Ja nadal będąc w sporym szoku wypiłam, nie zwracając uwagi na nieprzyjemny smak napoju. Nadal nie mogłam się nadziwić, że potrafi mówić i w dodatku rozgadał się trochę.
- Masz jakieś imię? – spytałam w końcu, niezmiernie zaciekawiona tą informacją. Chciałam go jakoś nazywać, ale on nie odpowiedział. Spojrzał tylko na mnie zza maski i powrócił do milczenia. A przynajmniej tak myślałam.
- Zaprowadzę cię na mur. Będziesz mogła wrócić do domu. – powiedział po kilku minutach. Ja poczułam lekką ulgę i szczęście. Nie byłam już sama i ktoś zaoferował mi pomoc. Bez tego nie przetrwałabym.
POWRÓT DO DOMU Minęło około 6 miesięcy odkąd zaczęliśmy razem podróżować w stronę muru. Starałam się liczyć dni, jednak trochę się pogubiłam kiedy zmogła mnie choroba.

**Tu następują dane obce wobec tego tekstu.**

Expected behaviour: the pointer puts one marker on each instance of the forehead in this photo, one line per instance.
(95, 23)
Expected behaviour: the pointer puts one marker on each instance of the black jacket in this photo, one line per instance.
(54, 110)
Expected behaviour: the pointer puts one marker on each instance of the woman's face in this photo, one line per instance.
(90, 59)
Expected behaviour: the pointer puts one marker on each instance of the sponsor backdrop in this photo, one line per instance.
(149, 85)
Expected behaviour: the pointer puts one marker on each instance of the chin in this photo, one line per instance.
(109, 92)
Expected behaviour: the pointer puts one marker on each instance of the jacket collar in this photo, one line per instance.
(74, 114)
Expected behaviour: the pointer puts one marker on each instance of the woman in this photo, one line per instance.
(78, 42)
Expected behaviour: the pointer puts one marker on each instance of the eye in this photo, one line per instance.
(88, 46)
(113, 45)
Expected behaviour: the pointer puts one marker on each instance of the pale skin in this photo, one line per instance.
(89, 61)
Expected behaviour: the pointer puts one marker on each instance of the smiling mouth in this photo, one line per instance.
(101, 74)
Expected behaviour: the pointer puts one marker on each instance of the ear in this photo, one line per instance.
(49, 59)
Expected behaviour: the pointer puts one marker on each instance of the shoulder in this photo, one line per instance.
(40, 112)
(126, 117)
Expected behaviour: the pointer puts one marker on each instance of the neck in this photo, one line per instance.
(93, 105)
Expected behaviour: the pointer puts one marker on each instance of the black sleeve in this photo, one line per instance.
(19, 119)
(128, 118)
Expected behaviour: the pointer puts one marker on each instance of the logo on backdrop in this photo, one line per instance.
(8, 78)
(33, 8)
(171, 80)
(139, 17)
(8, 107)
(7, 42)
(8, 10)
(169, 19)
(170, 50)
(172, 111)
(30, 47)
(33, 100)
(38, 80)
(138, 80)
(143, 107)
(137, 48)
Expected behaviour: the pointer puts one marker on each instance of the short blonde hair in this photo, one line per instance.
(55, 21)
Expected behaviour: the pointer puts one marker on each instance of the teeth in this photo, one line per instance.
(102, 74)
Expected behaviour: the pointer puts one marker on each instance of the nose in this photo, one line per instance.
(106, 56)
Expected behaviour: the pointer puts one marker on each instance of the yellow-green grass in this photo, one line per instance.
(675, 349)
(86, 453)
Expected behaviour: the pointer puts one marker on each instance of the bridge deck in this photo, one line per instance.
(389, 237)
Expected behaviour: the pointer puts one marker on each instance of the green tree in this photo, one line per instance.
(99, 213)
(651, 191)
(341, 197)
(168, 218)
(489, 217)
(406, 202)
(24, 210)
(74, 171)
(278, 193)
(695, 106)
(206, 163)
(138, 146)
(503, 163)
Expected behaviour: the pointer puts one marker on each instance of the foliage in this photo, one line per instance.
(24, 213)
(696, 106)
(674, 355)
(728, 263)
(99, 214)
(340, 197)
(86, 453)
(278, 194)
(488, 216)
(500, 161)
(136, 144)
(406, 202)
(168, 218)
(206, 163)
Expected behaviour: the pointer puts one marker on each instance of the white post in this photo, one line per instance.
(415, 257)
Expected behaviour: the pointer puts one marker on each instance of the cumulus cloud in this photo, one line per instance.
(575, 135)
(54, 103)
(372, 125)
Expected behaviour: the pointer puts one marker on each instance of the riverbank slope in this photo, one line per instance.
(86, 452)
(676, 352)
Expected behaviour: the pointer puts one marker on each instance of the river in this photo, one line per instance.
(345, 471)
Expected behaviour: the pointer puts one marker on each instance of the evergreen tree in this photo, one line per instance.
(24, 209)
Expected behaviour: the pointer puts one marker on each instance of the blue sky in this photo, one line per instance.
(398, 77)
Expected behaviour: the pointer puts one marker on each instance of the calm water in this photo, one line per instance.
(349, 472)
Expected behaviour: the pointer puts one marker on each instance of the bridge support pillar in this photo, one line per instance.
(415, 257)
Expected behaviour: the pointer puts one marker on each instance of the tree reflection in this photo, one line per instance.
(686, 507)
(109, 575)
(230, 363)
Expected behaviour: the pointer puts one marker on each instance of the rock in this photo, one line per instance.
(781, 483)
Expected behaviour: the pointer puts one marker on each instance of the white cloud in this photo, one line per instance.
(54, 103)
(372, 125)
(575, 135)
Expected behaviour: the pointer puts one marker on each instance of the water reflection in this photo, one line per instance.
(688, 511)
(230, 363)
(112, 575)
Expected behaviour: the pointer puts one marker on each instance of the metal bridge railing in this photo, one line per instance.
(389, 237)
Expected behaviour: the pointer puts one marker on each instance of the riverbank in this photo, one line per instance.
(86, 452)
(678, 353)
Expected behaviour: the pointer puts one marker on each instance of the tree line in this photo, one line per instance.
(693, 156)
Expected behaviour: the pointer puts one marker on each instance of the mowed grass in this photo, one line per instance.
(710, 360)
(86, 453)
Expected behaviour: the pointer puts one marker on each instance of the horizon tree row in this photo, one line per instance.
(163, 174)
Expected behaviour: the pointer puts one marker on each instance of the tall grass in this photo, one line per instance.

Złapałam jakiegoś tutejszego wirusa. Przez 2 miesiące byłam przykuta do łóżka. Myślałam, że umrę, podobnie jak Yato – tak nazwałam swojego towarzysza, bo nadal nie wyjawił mi swojego imienia. Jednak wyzdrowiałam i powoli zaczęłam nabierać sił. Teraz od powrotu do domu dzielił mnie tylko ogromny mur. Widziałam go już zza drzew.
- Więc tu się rozstajemy. – odparłam z delikatnym uśmiechem, patrząc na niego smutno. Prosiłam go wcześniej by poszedł ze mną, ale za każdym razem odmawiał, mówiąc, że tu jest jego miejsce. Ja natomiast pragnęłam wrócić do domu, sprawdzić co z moimi rodzicami, spróbować ich odszukać. Poprosiłam Yato o coś na pamiątkę, bo wiedziałam, że już się raczej nie spotkamy i dał mi skórzane kajdanki, w które zakuł mnie pierwszego dnia. Dziwna pamiątka, ale przyjęłam ją i zamierzałam zawsze trzymać blisko. Dzięki niemu się zmieniłam i myślę, że na lepsze, pokazał jak brutalny i piękny potrafi być świat a także uratował życie niezliczoną ilość razy.
Podeszłam do niego bliżej, łapiąc go za maskę. Ściągnęłam ją i stanęłam na palcach by złożyć na jego policzku delikatny pocałunek. Jego twarz miałam okazję widzieć zaledwie kilka razy, ale czuję, że na zawsze pozostanie w mej pamięci.
Oddałam mu maskę i nie oglądając się za siebie pobiegłam w kierunku muru. Zaczęłam krzyczeć by mnie wpuścili a mój głos odbijał się od ogromnych ścian. Dopiero po jakimś czasie wyszedł patrol by sprawdzić kim jestem. Nie byłam dzikuską, więc mnie nie zabili, a po Yato nie było już śladu. Mogłam wrócić do domu.
PUSTKA I TĘSKNOTA Wróciłam do domu w Antai, jednak nie odnalazłam swoich rodziców. Okazało się, że nikt z załogi tamtego statku nie powrócił do domu. Moi rodzice nie żyli. Po krótkiej żałobie postanowiłam jednak wziąć się w garść. Muszę jakoś przeżyć.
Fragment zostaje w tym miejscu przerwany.